Practice #2: Blend Profit with Purpose
Until recently, large companies, private foundations, and wealthy individuals typically avoided mixing business with charity, while the recipients of charity saw philanthropy as their only source of potential revenue. But some of the world’s leading corporations are finding that they can do more good through their core business activities than through their philanthropy or corporate social responsibility programs. Foundations are even finding ways to invest their endowments that yield market-rate returns while furthering their social objectives. Across both the nonprofit and for-profit sectors, catalytic philanthropists are learning to tap into the power of business as an engine for advancing the greater good.
Practice #3. Forge Nonprofit Peer Networks
Instead of focusing on a few grantees, donors are in a unique position to see needs across entire fields and build alliances and foster collaboration between nonprofits that otherwise would be locked in a competitive cycle pursuing independent strategies as they vie for scarce resources. It’s popular today for funders to say they “partner” with their grantees, and almost every donor participates in some form of information-sharing and cooperative behavior. But what these congenial convenings lack is the force of mutual accountability that comes when funders and nonprofits alike hold themselves and each other responsible for larger outcomes they seek to achieve, and funders “give power away” by sublimating their own ideas to the goals of the larger network. Catalytic donors understand the power of collective impact: They see the forest despite the trees.
Practice #4: Empower Individuals
Listening to stakeholders turns out to be a powerful vehicle for change – not only because of the ideas that emerge, but because it helps people figure out answers for themselves. Catalytic donors don’t just treat individual community members as “recipients of charity.” They instead view individuals as essential participants in the process of solving the problem for themselves. They solicit individuals for ideas and involve them in campaigns to build political will, organizing them on the ground to create change at the neighborhood, regional, national or global level.
Practice #5: Lead Adaptively
To work effectively across all sectors of society—government, business, nonprofit and individuals—catalytic donors must learn a rare, critical leadership skill: The ability to perceive changes and opportunities in their environments orchestrate— and subtly but persistently—the activities of key players to advance their causes. The key to success is rooted neither in donor personalities nor in the fact that donors hold the purse-strings. Catalytic donors are inordinately influential—not because they hold the formal authority afforded to elected officials or the CEOs of foundations and corporations—but because they are adaptive leaders.

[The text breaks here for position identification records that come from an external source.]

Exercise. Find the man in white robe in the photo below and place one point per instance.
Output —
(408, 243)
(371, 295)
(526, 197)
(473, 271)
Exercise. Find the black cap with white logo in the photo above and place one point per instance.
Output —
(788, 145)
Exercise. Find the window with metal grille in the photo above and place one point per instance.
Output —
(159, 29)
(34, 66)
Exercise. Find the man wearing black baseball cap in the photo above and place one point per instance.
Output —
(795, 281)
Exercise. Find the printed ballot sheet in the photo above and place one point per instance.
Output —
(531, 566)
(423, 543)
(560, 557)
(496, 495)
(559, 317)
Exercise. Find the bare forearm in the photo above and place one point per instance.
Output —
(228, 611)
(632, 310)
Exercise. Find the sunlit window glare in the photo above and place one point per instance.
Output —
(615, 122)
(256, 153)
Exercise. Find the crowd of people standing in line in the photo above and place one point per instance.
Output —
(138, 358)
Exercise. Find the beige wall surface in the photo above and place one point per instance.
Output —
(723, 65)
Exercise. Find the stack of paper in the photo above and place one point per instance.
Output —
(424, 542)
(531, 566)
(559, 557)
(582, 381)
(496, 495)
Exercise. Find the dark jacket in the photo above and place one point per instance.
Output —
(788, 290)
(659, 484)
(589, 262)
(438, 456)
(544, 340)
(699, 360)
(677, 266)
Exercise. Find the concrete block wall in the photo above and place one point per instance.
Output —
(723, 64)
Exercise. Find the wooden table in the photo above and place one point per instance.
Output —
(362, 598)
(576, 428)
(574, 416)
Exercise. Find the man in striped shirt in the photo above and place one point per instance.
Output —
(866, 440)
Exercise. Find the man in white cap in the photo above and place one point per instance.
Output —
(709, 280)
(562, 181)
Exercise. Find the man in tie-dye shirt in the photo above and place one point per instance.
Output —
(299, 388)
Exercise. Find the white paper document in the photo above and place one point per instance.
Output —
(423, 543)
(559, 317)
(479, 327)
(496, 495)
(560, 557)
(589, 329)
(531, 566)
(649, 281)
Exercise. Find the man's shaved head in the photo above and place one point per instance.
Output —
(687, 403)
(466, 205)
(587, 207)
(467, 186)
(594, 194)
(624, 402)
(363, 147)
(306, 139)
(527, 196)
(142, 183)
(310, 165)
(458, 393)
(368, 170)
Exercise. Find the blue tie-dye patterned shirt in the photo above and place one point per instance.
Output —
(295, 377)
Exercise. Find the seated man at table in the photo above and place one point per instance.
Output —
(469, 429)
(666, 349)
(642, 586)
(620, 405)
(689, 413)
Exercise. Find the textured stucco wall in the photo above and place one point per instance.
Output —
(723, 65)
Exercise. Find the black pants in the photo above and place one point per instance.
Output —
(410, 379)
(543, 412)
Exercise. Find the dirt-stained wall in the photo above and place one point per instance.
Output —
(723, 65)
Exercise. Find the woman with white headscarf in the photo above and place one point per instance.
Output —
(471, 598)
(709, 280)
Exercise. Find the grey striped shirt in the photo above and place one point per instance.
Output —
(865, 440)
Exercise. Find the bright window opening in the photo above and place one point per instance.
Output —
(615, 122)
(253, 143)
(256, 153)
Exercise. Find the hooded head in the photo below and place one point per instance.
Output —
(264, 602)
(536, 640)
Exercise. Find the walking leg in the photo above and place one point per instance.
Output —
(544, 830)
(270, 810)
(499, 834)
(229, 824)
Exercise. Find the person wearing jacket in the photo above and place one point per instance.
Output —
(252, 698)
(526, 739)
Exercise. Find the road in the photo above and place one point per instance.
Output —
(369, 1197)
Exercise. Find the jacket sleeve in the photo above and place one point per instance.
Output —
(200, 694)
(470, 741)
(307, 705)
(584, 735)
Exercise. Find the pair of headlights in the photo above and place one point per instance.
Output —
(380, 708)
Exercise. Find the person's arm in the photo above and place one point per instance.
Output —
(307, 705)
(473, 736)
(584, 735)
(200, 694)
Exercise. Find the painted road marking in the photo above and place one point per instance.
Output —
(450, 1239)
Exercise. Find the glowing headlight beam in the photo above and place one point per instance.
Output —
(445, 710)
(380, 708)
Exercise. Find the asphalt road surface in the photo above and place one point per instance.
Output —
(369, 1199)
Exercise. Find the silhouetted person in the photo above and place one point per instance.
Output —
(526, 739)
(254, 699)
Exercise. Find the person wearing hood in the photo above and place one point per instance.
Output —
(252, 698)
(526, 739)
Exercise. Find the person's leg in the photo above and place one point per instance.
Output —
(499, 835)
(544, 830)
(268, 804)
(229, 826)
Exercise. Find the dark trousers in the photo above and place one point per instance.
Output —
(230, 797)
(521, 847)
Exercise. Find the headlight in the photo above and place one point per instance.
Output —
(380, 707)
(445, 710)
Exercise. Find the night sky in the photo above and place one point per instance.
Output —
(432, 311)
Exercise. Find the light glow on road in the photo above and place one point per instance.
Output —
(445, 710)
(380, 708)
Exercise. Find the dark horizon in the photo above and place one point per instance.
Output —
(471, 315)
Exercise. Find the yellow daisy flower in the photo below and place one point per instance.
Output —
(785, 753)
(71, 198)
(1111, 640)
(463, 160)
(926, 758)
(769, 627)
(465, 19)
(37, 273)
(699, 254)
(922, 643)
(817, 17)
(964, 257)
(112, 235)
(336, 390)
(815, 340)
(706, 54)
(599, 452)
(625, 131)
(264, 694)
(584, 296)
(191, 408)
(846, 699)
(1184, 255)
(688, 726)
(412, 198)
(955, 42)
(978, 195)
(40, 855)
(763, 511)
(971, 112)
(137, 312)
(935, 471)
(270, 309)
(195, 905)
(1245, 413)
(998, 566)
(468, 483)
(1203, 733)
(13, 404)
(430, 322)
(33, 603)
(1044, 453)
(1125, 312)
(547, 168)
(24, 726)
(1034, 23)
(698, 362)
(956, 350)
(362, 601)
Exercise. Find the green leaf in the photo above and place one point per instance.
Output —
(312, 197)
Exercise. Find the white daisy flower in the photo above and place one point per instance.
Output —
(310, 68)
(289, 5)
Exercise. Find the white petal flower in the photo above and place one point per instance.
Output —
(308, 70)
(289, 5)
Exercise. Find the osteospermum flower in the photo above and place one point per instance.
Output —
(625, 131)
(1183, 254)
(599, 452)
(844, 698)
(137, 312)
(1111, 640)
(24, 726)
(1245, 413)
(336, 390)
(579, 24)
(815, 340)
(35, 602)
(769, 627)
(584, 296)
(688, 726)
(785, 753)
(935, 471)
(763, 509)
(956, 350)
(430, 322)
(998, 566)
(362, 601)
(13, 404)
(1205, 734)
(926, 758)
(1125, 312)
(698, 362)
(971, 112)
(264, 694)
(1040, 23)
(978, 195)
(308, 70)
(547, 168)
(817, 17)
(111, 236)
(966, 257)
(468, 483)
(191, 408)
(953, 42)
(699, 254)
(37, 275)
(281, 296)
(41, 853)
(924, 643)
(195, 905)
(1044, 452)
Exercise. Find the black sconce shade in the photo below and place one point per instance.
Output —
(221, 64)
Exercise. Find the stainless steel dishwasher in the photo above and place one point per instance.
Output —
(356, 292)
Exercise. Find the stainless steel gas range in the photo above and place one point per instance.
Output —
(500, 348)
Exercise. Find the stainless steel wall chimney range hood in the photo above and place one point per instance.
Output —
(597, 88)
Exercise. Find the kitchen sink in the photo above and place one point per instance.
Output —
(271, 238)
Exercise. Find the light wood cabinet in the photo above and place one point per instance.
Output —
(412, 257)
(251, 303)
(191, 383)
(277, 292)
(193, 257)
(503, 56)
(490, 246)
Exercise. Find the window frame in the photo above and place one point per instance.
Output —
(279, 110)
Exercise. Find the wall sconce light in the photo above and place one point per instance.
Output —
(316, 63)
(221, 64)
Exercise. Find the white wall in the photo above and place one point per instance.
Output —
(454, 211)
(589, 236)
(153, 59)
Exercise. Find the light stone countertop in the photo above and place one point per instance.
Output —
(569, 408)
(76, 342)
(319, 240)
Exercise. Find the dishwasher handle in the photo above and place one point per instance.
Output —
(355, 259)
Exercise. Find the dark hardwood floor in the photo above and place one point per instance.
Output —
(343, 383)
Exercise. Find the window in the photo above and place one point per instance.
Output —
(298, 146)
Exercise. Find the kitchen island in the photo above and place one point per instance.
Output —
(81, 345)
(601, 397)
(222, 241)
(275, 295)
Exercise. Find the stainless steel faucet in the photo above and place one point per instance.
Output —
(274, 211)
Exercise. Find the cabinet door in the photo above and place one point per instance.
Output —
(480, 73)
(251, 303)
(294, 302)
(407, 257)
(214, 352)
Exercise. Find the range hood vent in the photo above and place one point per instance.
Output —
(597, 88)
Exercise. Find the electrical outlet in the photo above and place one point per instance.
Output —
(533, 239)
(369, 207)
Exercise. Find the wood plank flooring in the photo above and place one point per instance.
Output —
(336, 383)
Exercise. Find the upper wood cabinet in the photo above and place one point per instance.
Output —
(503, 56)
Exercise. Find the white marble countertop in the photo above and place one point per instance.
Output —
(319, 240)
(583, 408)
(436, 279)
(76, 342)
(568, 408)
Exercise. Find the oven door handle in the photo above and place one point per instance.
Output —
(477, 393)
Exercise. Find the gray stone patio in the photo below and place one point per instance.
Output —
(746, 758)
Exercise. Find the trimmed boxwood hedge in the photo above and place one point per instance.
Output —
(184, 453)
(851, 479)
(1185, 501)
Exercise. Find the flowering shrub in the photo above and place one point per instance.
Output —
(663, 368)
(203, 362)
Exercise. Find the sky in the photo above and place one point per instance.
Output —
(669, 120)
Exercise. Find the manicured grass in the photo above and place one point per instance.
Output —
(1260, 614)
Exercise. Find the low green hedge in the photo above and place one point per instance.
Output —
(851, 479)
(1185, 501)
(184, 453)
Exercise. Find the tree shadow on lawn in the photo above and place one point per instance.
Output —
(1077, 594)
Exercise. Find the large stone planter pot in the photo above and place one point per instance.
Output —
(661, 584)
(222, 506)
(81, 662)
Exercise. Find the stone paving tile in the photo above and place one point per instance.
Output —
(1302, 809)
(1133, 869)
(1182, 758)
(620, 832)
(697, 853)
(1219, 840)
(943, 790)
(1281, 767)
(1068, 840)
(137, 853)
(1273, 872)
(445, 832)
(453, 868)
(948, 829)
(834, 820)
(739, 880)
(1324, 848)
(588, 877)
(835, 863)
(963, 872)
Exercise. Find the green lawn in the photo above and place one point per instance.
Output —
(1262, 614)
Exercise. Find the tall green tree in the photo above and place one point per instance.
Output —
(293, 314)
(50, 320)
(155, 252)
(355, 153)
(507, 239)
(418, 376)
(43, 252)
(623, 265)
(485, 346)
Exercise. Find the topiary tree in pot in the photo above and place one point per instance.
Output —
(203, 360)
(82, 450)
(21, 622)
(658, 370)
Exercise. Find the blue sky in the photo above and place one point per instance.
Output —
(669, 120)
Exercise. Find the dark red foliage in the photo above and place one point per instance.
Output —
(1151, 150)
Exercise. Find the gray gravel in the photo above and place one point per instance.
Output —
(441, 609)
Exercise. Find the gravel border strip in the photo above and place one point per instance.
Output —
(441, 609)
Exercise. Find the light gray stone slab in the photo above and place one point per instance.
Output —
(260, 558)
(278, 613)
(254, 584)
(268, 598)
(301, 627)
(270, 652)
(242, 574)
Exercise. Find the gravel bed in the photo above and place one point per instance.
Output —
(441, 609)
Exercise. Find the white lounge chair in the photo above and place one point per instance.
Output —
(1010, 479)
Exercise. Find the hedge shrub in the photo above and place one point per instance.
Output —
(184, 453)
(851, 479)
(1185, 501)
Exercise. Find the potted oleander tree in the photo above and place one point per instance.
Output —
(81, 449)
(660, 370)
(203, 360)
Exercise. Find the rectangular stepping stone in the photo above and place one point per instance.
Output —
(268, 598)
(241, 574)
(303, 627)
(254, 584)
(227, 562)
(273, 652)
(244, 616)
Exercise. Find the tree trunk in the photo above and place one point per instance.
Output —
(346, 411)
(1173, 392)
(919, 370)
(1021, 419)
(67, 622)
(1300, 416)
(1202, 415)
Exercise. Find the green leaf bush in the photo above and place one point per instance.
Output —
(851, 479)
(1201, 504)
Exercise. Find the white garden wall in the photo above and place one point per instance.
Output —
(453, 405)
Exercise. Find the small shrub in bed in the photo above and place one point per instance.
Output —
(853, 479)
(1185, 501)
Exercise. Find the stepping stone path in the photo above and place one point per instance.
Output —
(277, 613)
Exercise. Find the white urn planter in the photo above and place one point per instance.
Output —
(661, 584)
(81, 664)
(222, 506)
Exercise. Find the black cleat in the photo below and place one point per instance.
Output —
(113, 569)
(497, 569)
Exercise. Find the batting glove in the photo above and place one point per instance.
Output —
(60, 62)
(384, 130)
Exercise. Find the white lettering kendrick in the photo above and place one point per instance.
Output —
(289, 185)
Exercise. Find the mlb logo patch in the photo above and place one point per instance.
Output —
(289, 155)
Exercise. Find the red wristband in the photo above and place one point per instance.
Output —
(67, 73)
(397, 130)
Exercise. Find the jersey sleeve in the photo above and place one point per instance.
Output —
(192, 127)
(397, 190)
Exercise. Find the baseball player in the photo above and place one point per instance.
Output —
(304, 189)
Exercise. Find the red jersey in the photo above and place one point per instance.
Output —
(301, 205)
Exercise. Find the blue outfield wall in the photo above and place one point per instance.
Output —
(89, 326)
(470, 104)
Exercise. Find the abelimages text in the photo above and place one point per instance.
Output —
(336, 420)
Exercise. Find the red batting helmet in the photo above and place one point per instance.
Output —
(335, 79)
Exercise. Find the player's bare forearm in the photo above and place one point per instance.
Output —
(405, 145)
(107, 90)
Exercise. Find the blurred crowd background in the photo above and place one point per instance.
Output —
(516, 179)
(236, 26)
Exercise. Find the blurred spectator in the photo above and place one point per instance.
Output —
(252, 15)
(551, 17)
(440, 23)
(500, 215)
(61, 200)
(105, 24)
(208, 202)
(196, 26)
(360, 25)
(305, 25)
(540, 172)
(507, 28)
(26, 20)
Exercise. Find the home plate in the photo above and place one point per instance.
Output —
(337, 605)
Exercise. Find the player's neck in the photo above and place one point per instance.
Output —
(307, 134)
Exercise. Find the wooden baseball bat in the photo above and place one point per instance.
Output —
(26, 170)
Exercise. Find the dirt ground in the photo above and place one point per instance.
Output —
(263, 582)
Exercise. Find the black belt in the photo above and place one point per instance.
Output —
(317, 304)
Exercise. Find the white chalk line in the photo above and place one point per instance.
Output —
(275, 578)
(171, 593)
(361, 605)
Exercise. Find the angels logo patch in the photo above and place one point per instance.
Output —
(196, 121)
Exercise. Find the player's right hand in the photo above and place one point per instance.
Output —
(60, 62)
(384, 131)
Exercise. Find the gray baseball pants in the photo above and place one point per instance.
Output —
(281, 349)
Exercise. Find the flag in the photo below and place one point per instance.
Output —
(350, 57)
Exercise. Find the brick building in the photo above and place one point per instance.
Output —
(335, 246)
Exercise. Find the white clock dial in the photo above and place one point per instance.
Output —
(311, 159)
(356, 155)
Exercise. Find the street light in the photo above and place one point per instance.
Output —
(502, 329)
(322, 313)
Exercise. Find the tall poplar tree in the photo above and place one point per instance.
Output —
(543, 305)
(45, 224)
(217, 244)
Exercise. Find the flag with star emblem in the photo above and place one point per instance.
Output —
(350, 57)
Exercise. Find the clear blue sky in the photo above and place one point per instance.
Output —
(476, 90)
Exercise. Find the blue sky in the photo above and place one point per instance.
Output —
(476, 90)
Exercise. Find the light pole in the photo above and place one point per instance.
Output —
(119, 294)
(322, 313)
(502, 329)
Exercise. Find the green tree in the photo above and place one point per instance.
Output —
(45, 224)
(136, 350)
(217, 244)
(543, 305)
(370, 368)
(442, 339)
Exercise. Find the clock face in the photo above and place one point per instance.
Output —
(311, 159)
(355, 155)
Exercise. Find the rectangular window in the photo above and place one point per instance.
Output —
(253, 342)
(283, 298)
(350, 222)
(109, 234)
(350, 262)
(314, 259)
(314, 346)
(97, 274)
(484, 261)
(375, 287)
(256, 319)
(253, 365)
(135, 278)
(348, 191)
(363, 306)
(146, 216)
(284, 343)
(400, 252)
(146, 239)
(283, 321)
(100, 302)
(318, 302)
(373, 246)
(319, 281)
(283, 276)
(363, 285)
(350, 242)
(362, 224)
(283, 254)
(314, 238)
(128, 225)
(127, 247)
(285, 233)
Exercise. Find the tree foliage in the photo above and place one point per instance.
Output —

Practice #6: Learn to Create Change
Catalytic donors are obsessed with measuring and evaluating their own performance—as well as the effectiveness of their grantees. This sets them apart from most donors, who rarely bother to invest in evaluations, let alone read the year-end reports their grantees submit. But catalytic donors don’t conduct “evaluations” in the conventional sense of the term. They are less interested in receiving reports on past progress and more interested in building systems that enable them and their grantees to learn about what’s working and what needs to be fixed in real time in order to advance a cause. As a result, they build learning organizations.